It is hard to believe that this Sunday we celebrate the third week of Advent and that we are more than halfway to Christmas. For families who have the tradition of lighting an Advent wreath, this is the Sunday when we light the rose-colored candle to signify that the preparations for Christmas and the birth of Jesus Christ, the light of the world, are nearly complete. This is called "Gaudete Sunday," which comes from, "Gaudete in Domino semper!" (Rejoice in the Lord always!).
The way to keep Christ in Christmas is to focus on Advent. Making and passing on family traditions each year in preparing for the season is what makes Christmas special and creates memories.
Besides placing the Advent wreath I would make at school in the center of our dining room table, another of the Advent traditions I loved as a child was setting up our nativity set. My mom would clean out our fireplace and get clean straw from a local riding stable to place down below the beautiful statues of the holy family, the animals, shepherds, and wise men. My dad would hook up a small light hidden behind the angel hanging over the scene as the light from the Bethlehem star. I would just sit there and take it all in, smelling the sweet smell of the straw and thinking of baby Jesus born in a manger. It was a way to focus on the true meaning of the season.
When my son was little, we added to our Advent a new tradition of writing on small pieces of paper something we were going to do for a gift to bring to Jesus for his birthday, and putting it into a pretty wrapped box by our crèche. In that way, it was a reminder that Advent was a time to prepare—a "little Lent."
The first weekend of this Advent, we had our little granddaughters over. While I was making a Christmas craft project with them, I told them these stories. My nine-year-old granddaughter asked questions about Advent and the tradition with her daddy when he was a little boy. She liked that idea and asked if we could do that when we set up our crèche.

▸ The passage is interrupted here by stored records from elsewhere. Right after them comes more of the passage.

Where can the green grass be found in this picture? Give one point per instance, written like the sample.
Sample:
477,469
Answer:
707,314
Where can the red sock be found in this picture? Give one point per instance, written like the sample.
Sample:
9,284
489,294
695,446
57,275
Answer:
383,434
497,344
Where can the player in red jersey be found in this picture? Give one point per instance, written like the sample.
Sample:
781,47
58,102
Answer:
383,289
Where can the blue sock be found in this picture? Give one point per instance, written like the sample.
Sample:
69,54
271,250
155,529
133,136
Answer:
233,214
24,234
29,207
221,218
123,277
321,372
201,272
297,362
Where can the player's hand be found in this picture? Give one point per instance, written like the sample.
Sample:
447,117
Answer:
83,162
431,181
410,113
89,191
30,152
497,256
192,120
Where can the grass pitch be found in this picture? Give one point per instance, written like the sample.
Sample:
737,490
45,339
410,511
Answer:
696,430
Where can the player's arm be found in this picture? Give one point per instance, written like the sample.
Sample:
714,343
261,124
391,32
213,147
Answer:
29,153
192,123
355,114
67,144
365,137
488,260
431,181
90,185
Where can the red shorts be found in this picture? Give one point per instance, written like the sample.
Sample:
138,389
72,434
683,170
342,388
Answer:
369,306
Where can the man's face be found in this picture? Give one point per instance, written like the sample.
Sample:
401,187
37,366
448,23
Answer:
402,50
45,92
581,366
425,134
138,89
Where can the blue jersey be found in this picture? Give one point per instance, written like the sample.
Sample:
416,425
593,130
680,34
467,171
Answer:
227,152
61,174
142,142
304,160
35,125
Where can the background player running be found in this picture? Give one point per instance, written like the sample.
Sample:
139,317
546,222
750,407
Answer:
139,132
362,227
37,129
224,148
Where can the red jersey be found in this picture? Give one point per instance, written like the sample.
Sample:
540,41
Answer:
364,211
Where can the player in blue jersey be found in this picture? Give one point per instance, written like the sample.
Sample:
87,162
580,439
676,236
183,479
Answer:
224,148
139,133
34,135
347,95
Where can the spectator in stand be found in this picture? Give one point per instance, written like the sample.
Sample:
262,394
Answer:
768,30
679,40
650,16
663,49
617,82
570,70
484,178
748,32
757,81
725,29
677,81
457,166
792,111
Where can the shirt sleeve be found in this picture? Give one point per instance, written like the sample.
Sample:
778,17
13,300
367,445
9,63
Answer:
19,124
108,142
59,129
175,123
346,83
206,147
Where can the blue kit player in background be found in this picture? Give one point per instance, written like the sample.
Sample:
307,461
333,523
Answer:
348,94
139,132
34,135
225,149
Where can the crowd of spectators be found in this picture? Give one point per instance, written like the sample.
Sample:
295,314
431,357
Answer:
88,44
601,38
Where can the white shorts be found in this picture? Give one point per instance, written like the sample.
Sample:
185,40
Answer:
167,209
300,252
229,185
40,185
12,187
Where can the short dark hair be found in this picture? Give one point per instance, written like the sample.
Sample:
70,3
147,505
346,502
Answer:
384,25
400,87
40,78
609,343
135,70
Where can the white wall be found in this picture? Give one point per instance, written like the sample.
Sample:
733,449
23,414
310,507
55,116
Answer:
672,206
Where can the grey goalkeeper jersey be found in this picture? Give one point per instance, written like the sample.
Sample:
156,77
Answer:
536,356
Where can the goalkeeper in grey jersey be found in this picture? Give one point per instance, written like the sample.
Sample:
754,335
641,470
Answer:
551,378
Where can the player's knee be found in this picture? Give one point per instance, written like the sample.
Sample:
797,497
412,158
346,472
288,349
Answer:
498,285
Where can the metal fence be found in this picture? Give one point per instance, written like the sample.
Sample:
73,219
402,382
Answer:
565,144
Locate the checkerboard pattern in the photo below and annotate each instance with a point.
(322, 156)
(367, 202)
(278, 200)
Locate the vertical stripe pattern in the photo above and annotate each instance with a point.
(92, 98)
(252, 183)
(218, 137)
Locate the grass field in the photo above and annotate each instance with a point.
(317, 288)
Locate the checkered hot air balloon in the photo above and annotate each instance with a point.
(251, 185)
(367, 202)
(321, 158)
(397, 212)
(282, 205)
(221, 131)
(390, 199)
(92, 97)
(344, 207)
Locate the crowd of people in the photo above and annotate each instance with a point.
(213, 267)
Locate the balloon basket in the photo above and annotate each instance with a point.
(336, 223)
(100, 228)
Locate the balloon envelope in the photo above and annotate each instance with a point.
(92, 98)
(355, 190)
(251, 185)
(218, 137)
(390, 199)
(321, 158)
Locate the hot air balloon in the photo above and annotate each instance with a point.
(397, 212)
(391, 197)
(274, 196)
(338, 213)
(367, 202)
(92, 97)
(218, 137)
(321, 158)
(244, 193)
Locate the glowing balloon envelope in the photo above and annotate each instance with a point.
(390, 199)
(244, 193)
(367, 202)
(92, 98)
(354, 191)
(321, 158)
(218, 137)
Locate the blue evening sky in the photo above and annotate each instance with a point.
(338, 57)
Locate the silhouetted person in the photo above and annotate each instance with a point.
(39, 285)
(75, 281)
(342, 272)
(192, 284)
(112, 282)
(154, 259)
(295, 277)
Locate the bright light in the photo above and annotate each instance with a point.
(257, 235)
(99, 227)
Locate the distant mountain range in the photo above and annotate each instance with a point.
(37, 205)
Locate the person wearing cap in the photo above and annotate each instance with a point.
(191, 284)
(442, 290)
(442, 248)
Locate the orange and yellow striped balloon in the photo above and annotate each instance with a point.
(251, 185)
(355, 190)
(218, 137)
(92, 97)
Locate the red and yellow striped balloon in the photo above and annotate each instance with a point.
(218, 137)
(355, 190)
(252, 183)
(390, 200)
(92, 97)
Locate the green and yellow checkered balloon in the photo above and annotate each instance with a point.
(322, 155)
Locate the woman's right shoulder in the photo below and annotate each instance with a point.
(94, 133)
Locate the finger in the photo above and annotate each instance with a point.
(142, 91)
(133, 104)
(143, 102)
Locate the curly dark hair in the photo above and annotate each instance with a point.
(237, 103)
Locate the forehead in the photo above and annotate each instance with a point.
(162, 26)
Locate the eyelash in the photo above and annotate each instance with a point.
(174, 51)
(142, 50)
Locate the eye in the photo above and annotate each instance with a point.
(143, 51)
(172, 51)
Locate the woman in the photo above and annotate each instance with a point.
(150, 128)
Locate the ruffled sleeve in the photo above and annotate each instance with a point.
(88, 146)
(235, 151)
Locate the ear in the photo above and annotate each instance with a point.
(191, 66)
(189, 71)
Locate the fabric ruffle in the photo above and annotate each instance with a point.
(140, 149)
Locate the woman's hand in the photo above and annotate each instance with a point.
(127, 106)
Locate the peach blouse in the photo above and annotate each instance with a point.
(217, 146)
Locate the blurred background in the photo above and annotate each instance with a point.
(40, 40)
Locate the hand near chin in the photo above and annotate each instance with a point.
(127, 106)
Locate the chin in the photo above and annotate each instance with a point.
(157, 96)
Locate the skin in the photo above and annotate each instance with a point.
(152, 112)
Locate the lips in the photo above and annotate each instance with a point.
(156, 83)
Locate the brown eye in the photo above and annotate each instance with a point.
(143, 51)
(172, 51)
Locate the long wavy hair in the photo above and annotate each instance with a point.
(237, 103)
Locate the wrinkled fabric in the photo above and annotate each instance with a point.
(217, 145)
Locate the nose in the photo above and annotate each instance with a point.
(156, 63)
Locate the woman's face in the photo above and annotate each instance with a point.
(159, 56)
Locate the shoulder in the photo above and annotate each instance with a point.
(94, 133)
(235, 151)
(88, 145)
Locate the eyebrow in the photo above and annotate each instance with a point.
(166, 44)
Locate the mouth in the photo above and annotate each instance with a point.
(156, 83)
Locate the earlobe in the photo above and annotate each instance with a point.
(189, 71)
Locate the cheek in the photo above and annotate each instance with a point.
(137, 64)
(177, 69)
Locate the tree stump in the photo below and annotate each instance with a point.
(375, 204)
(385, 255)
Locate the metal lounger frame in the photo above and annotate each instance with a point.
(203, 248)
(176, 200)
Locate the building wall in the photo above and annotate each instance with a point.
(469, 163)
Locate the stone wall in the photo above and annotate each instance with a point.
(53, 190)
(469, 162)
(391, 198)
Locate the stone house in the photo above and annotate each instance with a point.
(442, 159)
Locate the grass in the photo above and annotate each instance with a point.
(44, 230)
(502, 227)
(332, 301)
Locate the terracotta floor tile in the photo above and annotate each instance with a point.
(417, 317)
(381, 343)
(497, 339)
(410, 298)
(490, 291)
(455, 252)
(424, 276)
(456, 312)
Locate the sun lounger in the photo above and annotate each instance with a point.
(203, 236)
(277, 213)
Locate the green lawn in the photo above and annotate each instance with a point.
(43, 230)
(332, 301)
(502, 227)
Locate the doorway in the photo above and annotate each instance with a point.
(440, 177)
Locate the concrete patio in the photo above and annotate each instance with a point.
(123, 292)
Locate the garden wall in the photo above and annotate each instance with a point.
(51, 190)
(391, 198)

While the almost three-year old took a nap, she and I got out our nativity set and put it up. She carefully put each statue in its place. I found a very pretty gift box wrapped in deep green velveteen that I had saved from a gift I received a few years ago. Taking pinking shears to make the little pieces of paper more decorative, our granddaughter cut out a piece of paper for each of us to write down what we were going to do for Jesus. She took several minutes just thinking of what she wanted to write, and I told her that she didn't have to tell anyone if she didn't want to—it was her private Advent gift for Jesus for His birthday. After we wrote down what we were going to do for Advent, we all put it into the little box and placed it by the crèche.
When the little one woke up and saw the manger all set up, she let out an "Oh!" She was surprised and delighted. I went over to it with her, and she picked up the little statue of baby Jesus very carefully in her small fingers and gently kissed it, placing it back with great care.
Ed and I left for our first cruise the day after that, and we agreed that one of the things we enjoyed the most on the ship was our balcony. We would sit out there as much as we could. We both caught up on reading, and sometimes I would just meditate and pray while listening to the waves rushing by us. One of the things I wrote on my paper in that box at our crèche for Advent was to meditate on the Scriptures about the Christmas story. The balcony of our cabin became a peaceful place to do that.
Being out at sea with nothing but this ship and that expanse of water and the distant horizon made me think of how small I am, and how big God the Creator is. With the Advent season in mind, and with Christmas coming—the King of kings born not in a palace but in a humble manger—those stories took on new meaning.
One night, Ed went outside on the balcony to look at the stars. I asked him to describe what he saw. He said it was beautiful; the only light was the reflection of the ship in the water and the stars shining in the night sky. It made me think again that Jesus is that light we are waiting for in Advent to come at Christmas, and waiting in joyful hope when He comes again. Yes, rejoice in the Lord always—the light of the world is coming!